Por que, afinal, ela se dava a todo esse trabalho? Por que almejar o topo e lá ser submetida a uma prova de fogo? Seja como for, que esse fogo a consumisse! Que a reduzisse a cinzas!

Virginia Woolf, Mrs. Dalloway

Se por algum milagre da boa sorte, conseguir convencer os milhões de negros do interior a abandonarem seus trajes feitos de capim e a envergar […] ternos de segunda mão. […] Vejam o grande mercado que já existe aqui para roupas velhas!

De uma correspondência de Henry Morton Stanley[1]

É estar na base, olhar pro topo e ter os olhos atacados por tanta brancura: além do sol a pino, a estrutura de ouro esperando o único preto vencedor ficar na ponta dos pés, acenar pra todo o resto do povo e constatar que de cima tudo é claro.

A ostentação é um tema em crescimento na música popular e até no cinema. Se tratando de temas do momento, de ‘virais’, é consenso que as coisas passam rápido demais, que variam de acordo com a demanda, mas é fato que vivemos uma campanha pelo consumo exacerbado cada vez mais difundida, inclusive fora do centro. Cornel West em sua obra Questão de Raça aponta que esse comportamento da indústria cultural norte-americana se intensificou a partir dos anos 90[2], se aproveitando da crise moral e financeira nas comunidades periféricas (principalmente as afro-americanas). Nas décadas seguintes esse desespero foi se inflando com o aumento da desigualdade a nível global. E como sempre acontece nos momentos de crise, o nacionalismo (e consequentemente o fascismo e o racismo) se intensifica, como se fosse a última salvação de um sistema falido. O que aumenta o niilismo e o desterro, sentimentos cada vez mais universais e simultâneos:

Todos nós estamos agora destinados a nos tornar refugiados em nossas próprias terras; todos estamos em busca de um solo, um ar, uma água que não tenham sido corrompidos; estamos todos em busca de um fora — um refúgio — que escape ao cerco cibernético dos espaços-tempos (o controle em tempo real dos indivíduos, por meio das novas tecnologias).[3]

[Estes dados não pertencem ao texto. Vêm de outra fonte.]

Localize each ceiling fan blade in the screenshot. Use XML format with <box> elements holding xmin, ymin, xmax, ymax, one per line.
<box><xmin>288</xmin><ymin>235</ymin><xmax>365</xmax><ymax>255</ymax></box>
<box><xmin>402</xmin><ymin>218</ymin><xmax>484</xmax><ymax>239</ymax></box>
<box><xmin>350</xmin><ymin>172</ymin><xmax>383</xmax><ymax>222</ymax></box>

Por mais que cada caso tenha sua particularidade, cada propaganda o seu público-alvo, a ideologia em torno da sensação de poder reforçada através do consumo tem o mesmo objetivo difuso em todos os lugares. “Ser alguém na vida”, eles dizem. Dar voz a quem não tem, essas coisas…

Também partem da margem, de forma bem orgânica, muitos discursos de ode à classe média. O que não é nenhuma novidade, muito menos algo gravíssimo. O ponto é que a figura do preto no topo é cada vez mais desejada por nós. O que pode ser entendido dessas manifestações culturais e políticas além da sua funcionalidade enquanto propaganda massiva? Não podemos cometer o erro de essencializar as problematizações em torno disso, a raiz do problema é sim o capital global, mas a ostentação gera uma série de variantes que podem ser lidas como verdadeiras encruzilhadas. Há nesse imbróglio muitas necessidades do lado de cá: antes de tudo, a necessidade de ter uma voz. E desejar uma voz nunca será um problema, mas o modo como se busca talvez seja.

Como afirmou Audre Lorde em um dos seus ensaios, “as ferramentas do senhor nunca derrubarão a casa grande”[4].  Esse é o cerne da fragilidade da imagem que apresento no primeiro parágrafo. Como é possível estar no topo vivendo numa armadilha? E se lá pousarmos, estaríamos ainda sendo os mesmos de quando na base? Passamos a ser outros no momento da coroação? É possível vencer as barreiras da diferença com suor? O mundo real não é tão romântico assim. Não existe uma fórmula mágica. É que o desejo às vezes blinda os olhos.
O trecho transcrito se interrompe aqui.